This post is a follow up to my last one – admittedly on the late side – but I got some great feedback on that one and decided to let the ideas germinate a bit before I put them to paper. Now I am doing so.
In the post I expressed the opinion that the industry should reconsider using the term “Investment-Only Variable Annuity” to describe a “back-to-basics” contract with few or no guaranteed benefits. IOVAs are but one manifestation of the industry’s secular de-risking trend.
A good number of industry people agreed with me, that “investment-only” might prompt watchdogs or legislators to say things like: “oh, so it’s only an investment vehicle, and not for income taking? Then why should we allow owners to defer taxes on those assets?”
I also had an informal conversation on the subject with one of the speakers at last month’s LIMRA/LOMA/SOA Retirement Conference, who agreed with my concern, and told me that even now there are legislators contemplating putting a cap on tax deferral in insurance products.
The rub is, as I noted in the last issue of The Soleares Report, the IOVA acronym seems to have become such a part of industry parlance that it’s probably here to stay. So as if to solve for that, some folks have started to use the term “investment-focused” VAs. That makes sense to me.
All that said, there is another concern out there regarding the IOVA concept – one that can’t be ignored – and which gets into the title of this post (it was voiced by another contact, who won’t be named, in response to the last blog).
The issue is that the typical VA without guarantees has an inherent shortcoming, namely that its fees are high compared to other investments (especially index funds and ETFs), and these expenses cause a drag on performance. This drag, or differential, is what some people (like my unnamed contact) are calling a “delta” which can make it extra difficult to justify the sale of an IOVA.
Moreover if one starts thinking about selling a VA in a qualified plan or IRA, where the tax deferral aspect would be redundant, there might be even more of a need for some feature or benefit on the contract.
This thought arose during some insurers’ Q1 earnings calls (see the May 11 issue of the report). Analysts asked whether proposed new Department of Labor fiduciary rules might discourage qualified sales of VAs without guarantees. I thought insurance execs were somewhat cagey in their answers. A few hinted that if their production on the Q side were to slow, they would find ways to ramp it up in other channels.
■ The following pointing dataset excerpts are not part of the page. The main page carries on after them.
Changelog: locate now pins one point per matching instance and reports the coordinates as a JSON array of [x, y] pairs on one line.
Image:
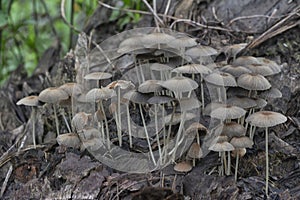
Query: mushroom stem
[[267, 161], [229, 164], [65, 119], [178, 135], [202, 91], [119, 128], [129, 126], [106, 124], [236, 166], [33, 112], [56, 119], [157, 133], [147, 135]]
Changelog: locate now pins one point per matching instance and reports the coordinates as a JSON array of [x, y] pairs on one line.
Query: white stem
[[33, 125], [129, 126], [56, 119], [147, 135], [106, 124], [236, 166], [267, 162]]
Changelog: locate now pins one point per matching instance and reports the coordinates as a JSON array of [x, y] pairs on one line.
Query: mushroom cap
[[221, 79], [177, 118], [182, 42], [266, 119], [179, 84], [211, 106], [240, 151], [97, 94], [195, 127], [235, 70], [264, 70], [221, 146], [195, 151], [227, 112], [90, 133], [260, 103], [97, 76], [183, 167], [52, 95], [273, 65], [152, 39], [201, 51], [150, 86], [234, 91], [130, 44], [68, 140], [160, 67], [187, 104], [120, 83], [29, 101], [231, 129], [253, 82], [234, 49], [72, 89], [192, 69], [241, 101], [81, 120], [160, 99], [241, 142], [245, 60], [137, 97], [271, 93]]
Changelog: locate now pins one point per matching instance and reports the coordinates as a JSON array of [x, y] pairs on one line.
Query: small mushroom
[[33, 102], [195, 152], [52, 96], [183, 167], [266, 119], [242, 142]]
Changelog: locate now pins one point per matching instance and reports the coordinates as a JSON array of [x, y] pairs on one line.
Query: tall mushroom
[[52, 96], [266, 119], [195, 69], [98, 95], [33, 102]]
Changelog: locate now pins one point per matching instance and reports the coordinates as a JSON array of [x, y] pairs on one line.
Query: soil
[[56, 172]]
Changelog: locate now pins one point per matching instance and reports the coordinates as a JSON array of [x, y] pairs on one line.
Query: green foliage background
[[29, 27]]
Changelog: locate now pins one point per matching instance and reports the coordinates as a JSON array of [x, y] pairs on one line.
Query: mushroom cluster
[[156, 106]]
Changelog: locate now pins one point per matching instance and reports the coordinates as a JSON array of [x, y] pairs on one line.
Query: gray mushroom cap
[[266, 119]]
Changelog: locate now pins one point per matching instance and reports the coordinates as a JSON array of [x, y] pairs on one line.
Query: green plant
[[127, 17]]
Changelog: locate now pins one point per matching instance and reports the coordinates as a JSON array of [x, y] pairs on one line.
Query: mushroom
[[33, 102], [253, 82], [235, 70], [195, 69], [53, 95], [183, 167], [266, 119], [98, 95], [240, 143], [196, 126], [178, 85], [140, 98], [162, 69], [233, 50], [221, 80], [118, 85], [220, 144], [68, 140], [99, 76], [227, 112], [195, 152]]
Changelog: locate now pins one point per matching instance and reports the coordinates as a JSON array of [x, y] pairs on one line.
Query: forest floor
[[55, 172]]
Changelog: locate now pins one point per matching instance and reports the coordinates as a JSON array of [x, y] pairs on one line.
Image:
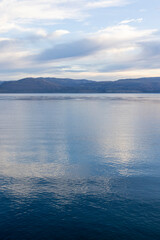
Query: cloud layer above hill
[[100, 39]]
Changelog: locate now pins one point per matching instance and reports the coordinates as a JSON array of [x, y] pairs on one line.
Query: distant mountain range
[[66, 85]]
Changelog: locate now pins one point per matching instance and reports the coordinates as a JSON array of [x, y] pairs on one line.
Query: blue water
[[78, 166]]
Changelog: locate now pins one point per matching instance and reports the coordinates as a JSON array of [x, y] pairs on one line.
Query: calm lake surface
[[80, 166]]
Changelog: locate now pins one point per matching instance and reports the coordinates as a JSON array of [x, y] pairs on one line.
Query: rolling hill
[[66, 85]]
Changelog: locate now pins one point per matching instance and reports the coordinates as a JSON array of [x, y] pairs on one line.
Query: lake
[[80, 166]]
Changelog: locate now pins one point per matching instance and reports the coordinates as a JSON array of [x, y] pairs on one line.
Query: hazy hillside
[[62, 85]]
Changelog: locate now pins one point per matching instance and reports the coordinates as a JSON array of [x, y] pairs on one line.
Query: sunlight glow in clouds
[[100, 39]]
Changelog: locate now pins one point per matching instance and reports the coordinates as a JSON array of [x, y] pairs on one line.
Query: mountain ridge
[[68, 85]]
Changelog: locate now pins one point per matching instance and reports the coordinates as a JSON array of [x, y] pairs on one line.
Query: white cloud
[[139, 20], [108, 3]]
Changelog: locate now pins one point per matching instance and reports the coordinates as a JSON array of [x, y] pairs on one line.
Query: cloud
[[138, 20], [79, 48], [105, 4]]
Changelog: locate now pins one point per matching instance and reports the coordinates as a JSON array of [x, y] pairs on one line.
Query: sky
[[102, 40]]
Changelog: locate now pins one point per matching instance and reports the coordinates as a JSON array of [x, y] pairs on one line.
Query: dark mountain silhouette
[[66, 85]]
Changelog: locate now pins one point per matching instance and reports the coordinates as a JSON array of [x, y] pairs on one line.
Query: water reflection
[[63, 162]]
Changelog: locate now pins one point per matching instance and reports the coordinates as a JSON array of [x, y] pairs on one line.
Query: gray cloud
[[79, 48]]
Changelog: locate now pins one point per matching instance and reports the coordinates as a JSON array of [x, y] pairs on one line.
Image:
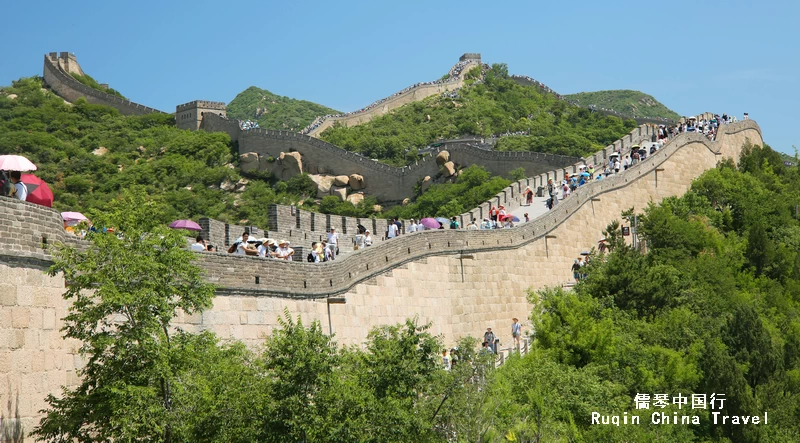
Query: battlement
[[57, 75], [201, 104]]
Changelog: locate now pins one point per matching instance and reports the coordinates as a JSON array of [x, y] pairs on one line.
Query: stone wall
[[461, 281], [385, 182], [414, 94], [71, 90]]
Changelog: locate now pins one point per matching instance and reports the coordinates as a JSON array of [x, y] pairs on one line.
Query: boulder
[[324, 184], [426, 183], [442, 158], [357, 182], [339, 192], [449, 169], [248, 162], [290, 164], [355, 198], [341, 180], [227, 185]]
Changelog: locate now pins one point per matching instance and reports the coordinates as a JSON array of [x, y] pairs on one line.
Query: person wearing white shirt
[[391, 230], [21, 188], [264, 250], [199, 245], [284, 252], [242, 247], [333, 241]]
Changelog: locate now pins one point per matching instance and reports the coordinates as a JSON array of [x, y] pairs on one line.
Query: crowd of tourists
[[454, 74], [247, 124]]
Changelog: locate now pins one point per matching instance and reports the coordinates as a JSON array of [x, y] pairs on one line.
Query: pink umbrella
[[38, 191], [430, 223], [16, 163], [185, 224], [72, 218]]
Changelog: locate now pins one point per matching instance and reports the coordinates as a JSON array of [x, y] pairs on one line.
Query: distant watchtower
[[190, 115]]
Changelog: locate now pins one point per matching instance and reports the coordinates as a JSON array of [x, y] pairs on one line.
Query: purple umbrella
[[430, 223], [185, 224]]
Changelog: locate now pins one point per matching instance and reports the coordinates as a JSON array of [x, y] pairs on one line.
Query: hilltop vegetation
[[495, 105], [633, 103], [90, 153], [92, 83], [273, 111], [710, 308]]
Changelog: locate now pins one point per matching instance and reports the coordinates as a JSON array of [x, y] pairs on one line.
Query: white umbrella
[[16, 163]]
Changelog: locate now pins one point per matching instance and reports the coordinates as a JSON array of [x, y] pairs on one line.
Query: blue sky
[[734, 56]]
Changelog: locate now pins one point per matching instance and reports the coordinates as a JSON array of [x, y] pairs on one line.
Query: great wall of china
[[461, 281]]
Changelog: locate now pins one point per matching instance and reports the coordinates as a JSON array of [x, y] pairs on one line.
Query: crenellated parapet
[[57, 75]]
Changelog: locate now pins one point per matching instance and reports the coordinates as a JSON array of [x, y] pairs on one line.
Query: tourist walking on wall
[[576, 270], [490, 338], [528, 196], [333, 241], [516, 332], [358, 241]]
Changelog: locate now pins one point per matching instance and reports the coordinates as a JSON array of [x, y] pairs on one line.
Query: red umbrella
[[38, 191], [185, 224]]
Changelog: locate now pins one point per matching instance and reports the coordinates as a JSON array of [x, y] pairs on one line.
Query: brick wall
[[70, 89]]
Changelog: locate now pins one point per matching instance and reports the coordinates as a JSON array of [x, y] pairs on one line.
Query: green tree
[[124, 289]]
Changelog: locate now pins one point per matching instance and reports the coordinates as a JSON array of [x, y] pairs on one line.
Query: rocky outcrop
[[355, 198], [426, 183], [442, 158], [357, 182], [339, 192], [449, 169], [341, 180], [249, 162], [324, 184]]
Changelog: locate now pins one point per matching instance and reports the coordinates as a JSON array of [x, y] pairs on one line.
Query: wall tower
[[190, 115]]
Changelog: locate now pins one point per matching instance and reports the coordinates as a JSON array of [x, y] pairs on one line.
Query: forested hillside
[[494, 105], [709, 309], [273, 111], [89, 153], [633, 103]]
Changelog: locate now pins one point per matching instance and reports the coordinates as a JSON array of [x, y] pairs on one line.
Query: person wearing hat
[[265, 249], [333, 241], [20, 189], [284, 252]]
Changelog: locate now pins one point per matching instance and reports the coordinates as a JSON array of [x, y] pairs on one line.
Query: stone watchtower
[[190, 115]]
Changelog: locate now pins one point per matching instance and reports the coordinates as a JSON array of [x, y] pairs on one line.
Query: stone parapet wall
[[387, 183], [71, 90], [461, 281], [414, 94]]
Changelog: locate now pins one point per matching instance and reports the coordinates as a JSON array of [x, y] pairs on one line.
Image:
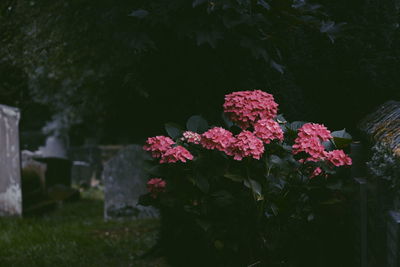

Others weren’t worried because they think living benefit sales will never totally go away because there remains such demand for them (I agree with that, although benefits should become steadily more modest).
So it seems that IOVAs could face some headwinds, although those with very low fees may not be in such trouble. I think that any way to dress up the IOVA would be welcome. Already some carriers have added deferred income annuity (DIA) sleeves into their contracts – which should serve to encourage annuitization and thus income taking, which in turn help counter accusations that the products are meant only for accumulation.
In closing, I’ll simply say that the next few years should be a time that will tell us whether or not the appeal of IOVAs will wane. During that period I expect insurers will be adding more innovations and enhancements to the concept, and am looking forward to seeing what those will be.
One more thing: there will not be an issue of The Soleares Report published this coming Monday due to our annual Memorial Day observance. I hope you all have a great holiday.